Wednesday, 20 June 2018 -- Designed for a three-to-five-year mission, the joint U.S./European Ocean Surface Topography Mission (OSTM) on the Jason-2 satellite has now made more than 47,000 trips around our home planet, measuring sea level change across the globe, observing ocean currents, studying climate phenomena such as El Nino and La Nina, and monitoring the long-term rise in global mean sea level. In January 2016, it was joined in orbit by its follow-on mission, Jason-3.
In July 2017, Jason-2 began a new science mission when it was manoeuvred into a slightly lower orbit. In this new orbit, Jason-2 is collecting data along a series of very closely spaced ground tracks, 8km apart. It will take just over a year for Jason-2 to complete one cycle of these new ground tracks, which provide a very accurate and high-resolution estimate of the mean sea surface. The pull of gravity from underwater mountains and other features of the sea floor helps to shape the mean sea surface. These new surface measurements are already being used by scientists to improve maps of the shape and depth of the sea floor, resolving many previously unknown seamounts and other geological features on the ocean bottom. The new maps will also allow for advances in ocean modelling, naval operations and solid Earth dynamics.
Jason-2 data from the new orbit are used by operational agencies to provide societal and strategic benefits, such as real-time information used to derive ocean currents; improving marine, fishery and naval operations; and calculating tropical cyclone heat potential to improve forecasts of the intensity of tropical hurricanes and cyclones.
"Along with Jason-3, Jason-2 has extended the record of global sea level rise into a third decade," said Glenn Shirtliffe, Jason-2 project manager at NASA's Jet Propulsion Laboratory in Pasadena, California, which manages the U.S. portion of the Jason-2 mission for NASA's Science Mission Directorate in Washington.
NASA is currently working with its partners - the European Space Agency, the National Oceanic and Atmospheric Administration, the Centre National d’etudes Spatiales and the European Organisation for the Exploitation of Meteorological Satellites - on future generations of satellite altimeters. The instruments are projected for launch in the next decade. They include the Sentinel-6/Jason Continuity of Service (Jason-CS) and Surface Water and Ocean Topography (SWOT) missions.
"Jason-2 and Jason-3 measure the rise in global sea level caused by global warming," said Josh Willis, JPL oceanographer and project scientist for the Jason-2 and Jason-3 missions. "Melting ice and expanding seawater drive global sea levels higher and higher each year. The rise has become a powerful reminder of how fast humans are changing the climate. These missions keep our finger on the pulse of climate change."

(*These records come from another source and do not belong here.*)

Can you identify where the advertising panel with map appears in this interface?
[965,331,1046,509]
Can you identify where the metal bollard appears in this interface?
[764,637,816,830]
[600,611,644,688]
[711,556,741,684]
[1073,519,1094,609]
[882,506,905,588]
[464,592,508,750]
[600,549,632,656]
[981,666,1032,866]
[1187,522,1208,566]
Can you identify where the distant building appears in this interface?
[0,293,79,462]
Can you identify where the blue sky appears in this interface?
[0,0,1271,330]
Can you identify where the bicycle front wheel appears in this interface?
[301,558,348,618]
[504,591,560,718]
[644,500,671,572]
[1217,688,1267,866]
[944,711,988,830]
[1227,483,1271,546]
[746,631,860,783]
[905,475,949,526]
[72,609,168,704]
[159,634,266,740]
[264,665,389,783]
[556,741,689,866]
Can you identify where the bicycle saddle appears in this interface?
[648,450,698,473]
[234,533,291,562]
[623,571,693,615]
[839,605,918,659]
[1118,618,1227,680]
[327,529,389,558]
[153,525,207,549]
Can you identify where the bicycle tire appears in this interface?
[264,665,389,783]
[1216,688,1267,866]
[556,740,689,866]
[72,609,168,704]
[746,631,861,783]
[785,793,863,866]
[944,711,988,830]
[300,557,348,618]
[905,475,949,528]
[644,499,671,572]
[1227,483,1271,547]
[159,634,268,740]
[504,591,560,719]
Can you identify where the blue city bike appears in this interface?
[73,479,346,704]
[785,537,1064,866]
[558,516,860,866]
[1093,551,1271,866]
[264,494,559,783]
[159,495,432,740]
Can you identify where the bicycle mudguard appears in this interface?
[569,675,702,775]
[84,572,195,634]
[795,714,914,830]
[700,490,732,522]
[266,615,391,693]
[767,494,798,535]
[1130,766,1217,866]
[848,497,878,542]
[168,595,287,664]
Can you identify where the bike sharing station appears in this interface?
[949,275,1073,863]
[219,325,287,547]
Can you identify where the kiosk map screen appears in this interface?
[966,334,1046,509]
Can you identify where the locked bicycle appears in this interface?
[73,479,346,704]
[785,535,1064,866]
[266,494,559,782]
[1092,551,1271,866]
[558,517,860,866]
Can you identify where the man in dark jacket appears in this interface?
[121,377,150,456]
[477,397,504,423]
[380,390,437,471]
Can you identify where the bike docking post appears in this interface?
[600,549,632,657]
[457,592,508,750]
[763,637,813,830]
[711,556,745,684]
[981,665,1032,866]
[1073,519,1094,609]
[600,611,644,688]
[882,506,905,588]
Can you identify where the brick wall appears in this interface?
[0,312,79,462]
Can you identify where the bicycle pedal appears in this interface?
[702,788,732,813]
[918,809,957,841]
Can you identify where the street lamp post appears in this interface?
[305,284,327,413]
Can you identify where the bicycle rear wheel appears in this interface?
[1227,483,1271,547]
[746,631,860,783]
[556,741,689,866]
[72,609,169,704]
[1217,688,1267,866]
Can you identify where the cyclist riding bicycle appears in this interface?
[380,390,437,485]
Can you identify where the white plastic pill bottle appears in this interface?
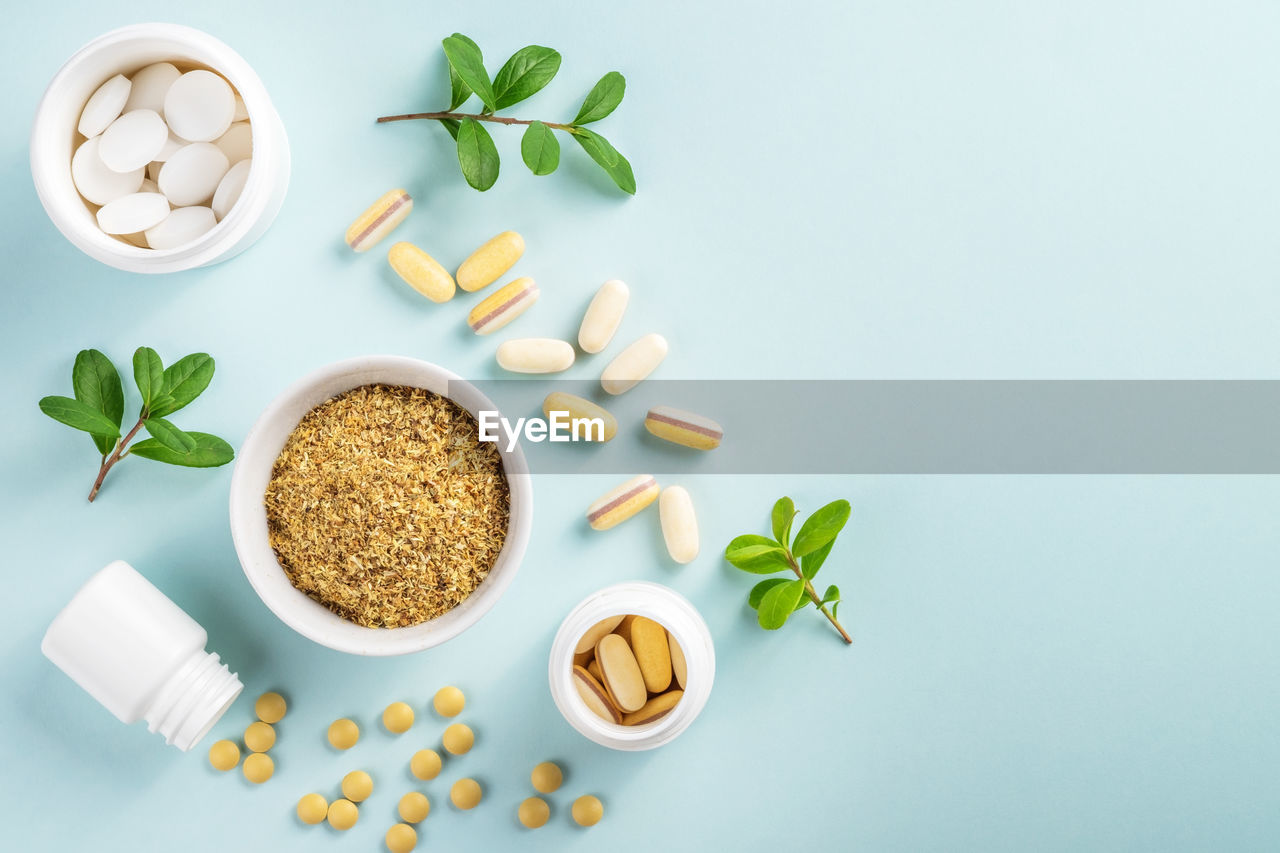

Other significant science results from the Jason-2 mission include studies of ocean circulation; the ties between the ocean and the atmosphere; and improved global climate forecasts and predictions.
“The 10th anniversary of the launch of Jason-2 is also a landmark in the development of operational oceanography, as this was the first Jason mission involving two operational agencies, EUMETSAT and NOAA,” said EUMETSAT Director-General Alain Ratier. “This paved the way for the transition from highly successful research missions to an operational altimeter system, which has now turned to reality with Jason-3, Jason-CS/Sentinel-6 and Sentinel-3 providing data until 2030.”
“After 10 years of excellent service, we’re excited that Jason-2 is continuing to help forecast hurricane intensity and monitor winds and waves, while taking on a new mission of mapping unexplored parts of the ocean,” said Eric Leuliette, NOAA’s Jason Program and Project Scientist.